A 4ª Turma do Tribunal Regional do Trabalho da 15ª Região (TRT-15) acatou recurso do Ministério Público do Trabalho (MPT) e condenou a Clealco Açúcar e Álcool ao pagamento de R$ 500 mil por danos morais coletivos durante um processo que apura irregularidades em operações terceirizadas no transporte de cana. Cabe recurso ao Tribunal Superior do Trabalho (TST). Em nota, a Clealco informou que "teve ciência da decisão e, apesar de respeitá-la, não concorda com a mesma, mesmo porque o tema está sendo discutido no Congresso e já foi aprovado na Câmara dos Deputados". "Dentro dos limites da legalidade a empresa recorrerá", relatou.
Além de reformar a decisão da primeira instância, de não aplicar a multa por danos morais, o TRT-15 manteve as outras determinações da Vara do Trabalho de Tupã (SP) e obrigou a Clealco a encerrar gradualmente o transporte terceirizado de cana-de-açúcar, com uma redução anual de 25%, com multa de R$ 3 mil por dia, limitada ao total de R$ 1 milhão caso descumpra a decisão. A Clealco não poderá efetuar quaisquer novas admissões para o transporte de cana de empresas terceirizadas, com multa diária de R$ 1 mil, limitada a R$ 500 mil.
Além disso, a companhia terá de limitar a duas horas extras por dia a jornada de trabalhadores no faturamento e em balanças, concedendo intervalos para descanso e alimentação de ao menos uma hora. A Clealco deve regularizar a jornada desses funcionários 30 dias após a publicação da decisão e ainda deve cumprir imediatamente a obrigação de não contratar motoristas terceirizados.
As irregularidades foram apuradas pelo MPT em Bauru (SP). Segundo o procurador José Fernando Ruiz Maturana, além das condições precárias de segurança aos motoristas, a companhia mantinha os terceirizados "em esquema de subordinação direta, uma vez que desempenham as tarefas sob o comando de empregados da própria usina", informou.

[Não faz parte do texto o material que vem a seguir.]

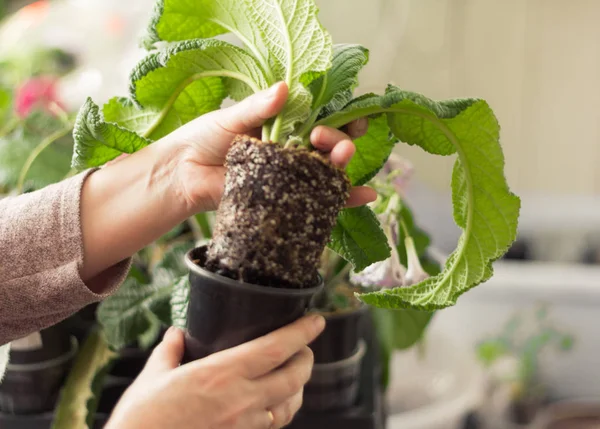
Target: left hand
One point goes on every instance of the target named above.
(204, 142)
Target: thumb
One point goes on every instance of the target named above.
(168, 354)
(253, 111)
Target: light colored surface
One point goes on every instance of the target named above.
(535, 61)
(433, 390)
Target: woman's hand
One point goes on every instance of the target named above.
(204, 144)
(132, 202)
(257, 385)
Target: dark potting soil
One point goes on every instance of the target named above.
(576, 423)
(276, 215)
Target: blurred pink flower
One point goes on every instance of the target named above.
(36, 92)
(405, 172)
(117, 159)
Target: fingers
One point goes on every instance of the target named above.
(284, 413)
(361, 195)
(168, 354)
(326, 138)
(259, 357)
(253, 111)
(357, 128)
(286, 381)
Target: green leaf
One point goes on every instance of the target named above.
(98, 141)
(420, 237)
(179, 302)
(189, 79)
(284, 36)
(358, 238)
(126, 316)
(332, 91)
(372, 151)
(80, 394)
(400, 329)
(5, 105)
(484, 207)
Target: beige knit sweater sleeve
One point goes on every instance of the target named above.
(41, 252)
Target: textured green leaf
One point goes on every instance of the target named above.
(5, 105)
(179, 302)
(358, 238)
(332, 91)
(284, 36)
(189, 79)
(400, 329)
(127, 315)
(50, 166)
(133, 313)
(372, 151)
(97, 141)
(80, 394)
(484, 207)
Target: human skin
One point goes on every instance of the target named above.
(132, 202)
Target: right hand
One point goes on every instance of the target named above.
(257, 385)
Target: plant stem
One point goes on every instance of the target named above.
(196, 229)
(36, 152)
(202, 219)
(9, 127)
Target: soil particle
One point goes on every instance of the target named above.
(276, 214)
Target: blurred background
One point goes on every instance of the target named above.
(537, 63)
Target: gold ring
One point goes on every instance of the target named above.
(271, 418)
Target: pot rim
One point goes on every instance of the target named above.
(362, 308)
(236, 284)
(344, 363)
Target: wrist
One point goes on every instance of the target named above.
(127, 205)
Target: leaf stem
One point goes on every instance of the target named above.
(196, 229)
(36, 152)
(308, 125)
(276, 131)
(9, 127)
(339, 276)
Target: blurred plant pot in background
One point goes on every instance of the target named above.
(37, 368)
(574, 414)
(338, 352)
(224, 313)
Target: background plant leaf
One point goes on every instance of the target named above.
(332, 91)
(52, 164)
(358, 238)
(484, 207)
(372, 151)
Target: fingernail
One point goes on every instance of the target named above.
(272, 91)
(361, 126)
(319, 322)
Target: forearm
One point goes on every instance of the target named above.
(127, 205)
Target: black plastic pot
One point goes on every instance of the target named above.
(224, 313)
(31, 387)
(43, 346)
(113, 389)
(339, 352)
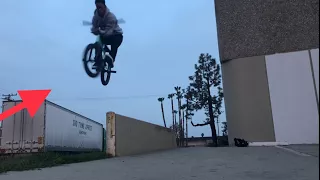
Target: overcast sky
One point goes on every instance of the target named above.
(41, 43)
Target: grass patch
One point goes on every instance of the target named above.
(49, 159)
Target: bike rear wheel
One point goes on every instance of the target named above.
(97, 54)
(106, 71)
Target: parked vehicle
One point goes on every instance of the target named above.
(53, 128)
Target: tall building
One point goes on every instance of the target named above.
(269, 51)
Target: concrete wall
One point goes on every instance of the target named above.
(247, 101)
(293, 98)
(260, 27)
(129, 136)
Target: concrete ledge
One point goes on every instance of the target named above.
(128, 136)
(268, 144)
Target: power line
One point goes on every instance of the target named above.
(104, 98)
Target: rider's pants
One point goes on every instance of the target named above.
(115, 41)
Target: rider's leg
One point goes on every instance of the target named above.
(115, 41)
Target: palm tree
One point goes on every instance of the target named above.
(175, 121)
(161, 102)
(170, 96)
(179, 96)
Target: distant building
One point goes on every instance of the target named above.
(269, 51)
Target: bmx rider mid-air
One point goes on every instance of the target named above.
(105, 24)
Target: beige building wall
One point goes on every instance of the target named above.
(129, 136)
(247, 100)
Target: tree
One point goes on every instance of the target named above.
(170, 96)
(188, 108)
(224, 129)
(206, 77)
(161, 102)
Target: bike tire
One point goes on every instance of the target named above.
(98, 51)
(105, 80)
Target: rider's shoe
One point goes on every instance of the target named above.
(112, 61)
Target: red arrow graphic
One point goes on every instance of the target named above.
(31, 99)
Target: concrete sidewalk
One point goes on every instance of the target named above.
(198, 163)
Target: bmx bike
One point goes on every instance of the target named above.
(102, 59)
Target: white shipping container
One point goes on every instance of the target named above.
(53, 128)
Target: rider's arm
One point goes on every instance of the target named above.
(95, 27)
(111, 24)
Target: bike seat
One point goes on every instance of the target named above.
(106, 49)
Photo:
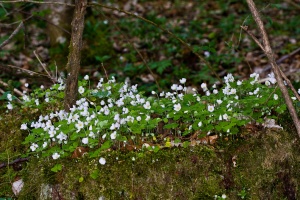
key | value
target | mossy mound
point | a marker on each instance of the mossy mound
(260, 165)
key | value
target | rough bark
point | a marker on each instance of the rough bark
(59, 19)
(74, 57)
(266, 47)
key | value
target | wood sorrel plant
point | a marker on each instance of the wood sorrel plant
(116, 114)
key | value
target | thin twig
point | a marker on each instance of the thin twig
(105, 71)
(269, 53)
(11, 36)
(201, 58)
(290, 84)
(15, 90)
(139, 53)
(281, 59)
(245, 28)
(38, 2)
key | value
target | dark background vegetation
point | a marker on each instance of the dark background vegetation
(125, 45)
(267, 161)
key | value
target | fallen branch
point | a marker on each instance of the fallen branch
(266, 47)
(15, 90)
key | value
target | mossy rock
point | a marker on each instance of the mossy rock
(264, 164)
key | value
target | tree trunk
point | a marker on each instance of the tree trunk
(75, 47)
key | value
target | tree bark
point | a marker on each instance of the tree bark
(266, 47)
(74, 57)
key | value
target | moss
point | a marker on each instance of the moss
(267, 167)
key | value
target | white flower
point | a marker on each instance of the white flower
(9, 97)
(55, 156)
(113, 135)
(79, 125)
(62, 136)
(9, 106)
(85, 140)
(232, 91)
(206, 54)
(219, 101)
(211, 108)
(23, 127)
(33, 147)
(225, 116)
(81, 90)
(25, 98)
(204, 86)
(45, 144)
(199, 124)
(177, 107)
(179, 87)
(174, 87)
(92, 135)
(182, 81)
(272, 78)
(147, 105)
(229, 78)
(102, 161)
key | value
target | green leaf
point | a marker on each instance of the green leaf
(106, 145)
(101, 94)
(171, 126)
(94, 174)
(56, 168)
(186, 144)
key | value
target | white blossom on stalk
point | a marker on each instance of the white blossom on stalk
(199, 124)
(102, 161)
(113, 135)
(9, 97)
(55, 156)
(210, 108)
(177, 107)
(23, 127)
(147, 105)
(204, 87)
(81, 90)
(33, 147)
(9, 106)
(182, 81)
(85, 140)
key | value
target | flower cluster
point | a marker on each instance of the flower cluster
(116, 113)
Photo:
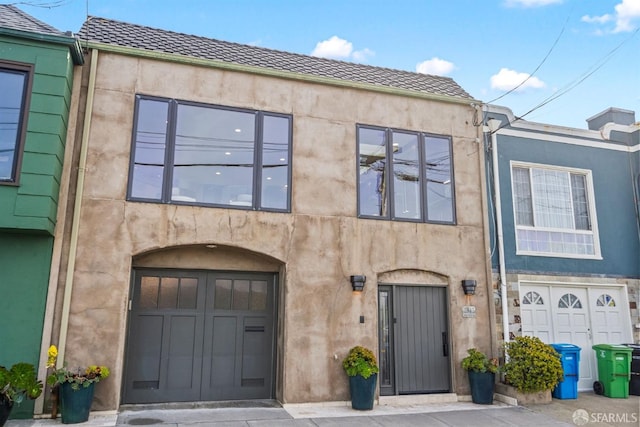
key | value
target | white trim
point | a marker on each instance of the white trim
(568, 140)
(597, 255)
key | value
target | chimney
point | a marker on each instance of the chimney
(611, 115)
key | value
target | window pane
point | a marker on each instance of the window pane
(188, 292)
(372, 180)
(12, 86)
(580, 206)
(439, 179)
(150, 147)
(275, 162)
(522, 196)
(149, 292)
(223, 294)
(241, 294)
(168, 293)
(552, 199)
(258, 300)
(214, 153)
(406, 176)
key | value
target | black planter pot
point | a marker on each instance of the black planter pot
(5, 409)
(482, 386)
(363, 391)
(75, 405)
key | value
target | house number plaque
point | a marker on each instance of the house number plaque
(469, 311)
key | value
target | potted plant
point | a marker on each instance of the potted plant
(361, 367)
(74, 387)
(17, 383)
(481, 372)
(532, 368)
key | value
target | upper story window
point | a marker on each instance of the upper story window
(421, 166)
(14, 94)
(188, 153)
(554, 211)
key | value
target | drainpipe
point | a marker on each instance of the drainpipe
(494, 125)
(73, 246)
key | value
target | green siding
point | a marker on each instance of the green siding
(24, 263)
(32, 205)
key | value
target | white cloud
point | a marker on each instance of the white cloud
(597, 19)
(530, 3)
(337, 48)
(626, 12)
(507, 79)
(436, 66)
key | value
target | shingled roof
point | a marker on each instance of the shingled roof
(107, 31)
(15, 19)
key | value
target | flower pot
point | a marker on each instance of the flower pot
(482, 386)
(363, 391)
(5, 409)
(75, 405)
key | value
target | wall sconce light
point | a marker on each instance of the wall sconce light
(469, 288)
(357, 283)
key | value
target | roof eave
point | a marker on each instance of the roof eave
(71, 42)
(172, 57)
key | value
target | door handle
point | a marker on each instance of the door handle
(445, 345)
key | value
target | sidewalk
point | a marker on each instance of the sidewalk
(588, 410)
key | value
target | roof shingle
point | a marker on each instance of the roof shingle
(101, 30)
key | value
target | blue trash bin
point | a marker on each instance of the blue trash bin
(570, 359)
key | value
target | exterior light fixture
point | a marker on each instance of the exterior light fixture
(357, 283)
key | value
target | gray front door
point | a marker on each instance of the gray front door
(200, 335)
(414, 341)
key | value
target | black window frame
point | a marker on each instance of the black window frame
(169, 164)
(390, 215)
(21, 134)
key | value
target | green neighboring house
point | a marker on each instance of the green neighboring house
(36, 75)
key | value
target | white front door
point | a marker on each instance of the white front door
(579, 315)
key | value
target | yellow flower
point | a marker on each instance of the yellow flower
(53, 355)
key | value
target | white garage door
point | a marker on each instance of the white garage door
(580, 315)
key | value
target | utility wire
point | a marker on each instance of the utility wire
(576, 82)
(539, 65)
(588, 73)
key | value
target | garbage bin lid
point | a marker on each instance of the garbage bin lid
(617, 347)
(565, 346)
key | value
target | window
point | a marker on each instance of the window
(532, 298)
(188, 153)
(15, 83)
(569, 301)
(553, 212)
(421, 167)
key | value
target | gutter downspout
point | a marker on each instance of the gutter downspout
(73, 245)
(494, 125)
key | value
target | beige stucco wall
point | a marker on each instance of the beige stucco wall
(315, 248)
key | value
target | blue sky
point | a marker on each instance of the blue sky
(586, 52)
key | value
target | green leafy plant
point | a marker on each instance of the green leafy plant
(80, 377)
(360, 361)
(532, 365)
(18, 382)
(477, 361)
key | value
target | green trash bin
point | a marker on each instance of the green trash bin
(614, 370)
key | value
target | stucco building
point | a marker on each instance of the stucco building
(225, 194)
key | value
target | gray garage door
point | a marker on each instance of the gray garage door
(414, 342)
(200, 335)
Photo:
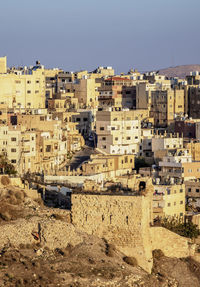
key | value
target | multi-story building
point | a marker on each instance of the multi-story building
(194, 102)
(178, 166)
(163, 103)
(3, 65)
(118, 132)
(23, 89)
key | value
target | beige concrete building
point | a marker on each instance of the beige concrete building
(169, 201)
(114, 165)
(163, 103)
(178, 166)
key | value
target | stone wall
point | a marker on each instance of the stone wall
(172, 244)
(124, 220)
(121, 219)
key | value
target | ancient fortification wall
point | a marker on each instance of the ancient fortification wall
(121, 220)
(125, 222)
(172, 244)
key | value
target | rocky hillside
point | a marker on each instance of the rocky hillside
(179, 71)
(40, 247)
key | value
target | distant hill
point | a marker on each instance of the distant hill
(179, 71)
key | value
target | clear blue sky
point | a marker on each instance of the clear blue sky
(84, 34)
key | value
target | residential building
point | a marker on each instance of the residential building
(169, 201)
(118, 132)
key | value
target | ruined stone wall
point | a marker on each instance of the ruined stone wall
(172, 244)
(122, 220)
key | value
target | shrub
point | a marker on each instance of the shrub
(157, 254)
(110, 250)
(131, 261)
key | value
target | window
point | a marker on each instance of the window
(48, 148)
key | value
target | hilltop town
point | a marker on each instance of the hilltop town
(97, 157)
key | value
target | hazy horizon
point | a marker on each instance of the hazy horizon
(146, 35)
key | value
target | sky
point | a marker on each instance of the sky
(84, 34)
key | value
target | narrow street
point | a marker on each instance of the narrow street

"A usina chega ao ponto de determinar o número de viagens, o tempo de horário de refeição, o momento do reabastecimento do caminhão, dentre outras", completou Maturana. Segundo o MPT, a Súmula nº 331 do TST permite a terceirização de atividade-meio e no entendimento do procurador o transporte de cana representa atividade habitual e permanente da usina, enquadrada como atividade-fim.